パット・マクガバンはIDGに、テクノロジーと人材という二つの中心を持つ文化を築き上げました。彼は、高品質な出版物は、最高の人材を採用・育成し、彼らを可能な限り幸せに保つことから始まると信じていました。これは、競争が激しくプレッシャーの大きいジャーナリズムの世界では容易なことではありませんでした。しかし、パットは諦めませんでした。彼が注目した仕事の担当者に送る署名入りのメモや、毎年恒例のホリデーボーナスを直接手渡すなど、彼の親しみやすさは非の打ち所がありません。

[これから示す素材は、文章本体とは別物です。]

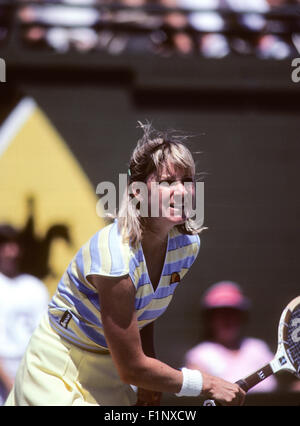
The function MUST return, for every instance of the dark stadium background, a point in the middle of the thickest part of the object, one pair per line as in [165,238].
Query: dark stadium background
[244,114]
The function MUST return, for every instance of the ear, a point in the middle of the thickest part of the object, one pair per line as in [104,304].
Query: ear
[138,190]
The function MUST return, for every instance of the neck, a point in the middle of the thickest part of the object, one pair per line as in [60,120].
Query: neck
[155,236]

「IDGでの短い在籍期間中、パットに会えた機会はたった一度しかありませんでした」とPCWorld編集長のジョン・フィリップスは語る。「しかし、彼の伝説は既に存在していました。社内会議や研修会、そしてIDGを去った社員からも、『パット・ストーリー』を耳にしてきました。彼はいわばテクノロジーメディアの創始者であり、80年代に創刊した雑誌は、今日でも読まれているテクノロジージャーナリズムの多くの青写真となりました。IDGがテクノロジーメディア、テクノロジーリサーチ、そしてテクノロジーに特化したベンチャーキャピタルの三位一体の事業であるという事実は、彼の野心の高さを物語っています。そして、MITでの活動を通して彼が脳科学に強い関心を抱いていたことは、彼の好奇心と知性が本当に深いものだったことを物語っています。」
ですから、今日パットに別れを告げるとき、私たちはありきたりなCEOに別れを告げているわけではありません。CEOは賢く、事業の構築や難しい決断を下すのに長け、同時に会社の体面も維持しなければなりません。パットはそれらすべてをこなすことができました。しかし同時に、彼はテクノロジーに対する特別な情熱を仕事に注ぎ込み、それがIDGの全事業に対する彼の野心を駆り立てました。そして、彼は非常に温かく人間味あふれるアプローチをしていたため、最も困難で長い日々を送っている時でさえ、多くの人にとって彼を「パットおじさん」と呼ぶことができました。
彼が亡くなったことがまだ信じられません。普通の人なら疲れ果ててしまうような仕事と出張のスケジュールにもかかわらず、彼はいつも限りないエネルギーと情熱に満ち溢れていました。「彼は、自分の仕事と人生を愛することから生まれる活力を持っていました」とスティーブ・フォックスは私に言いました。私たち皆が同じように幸運でありますように。パット、今までありがとう。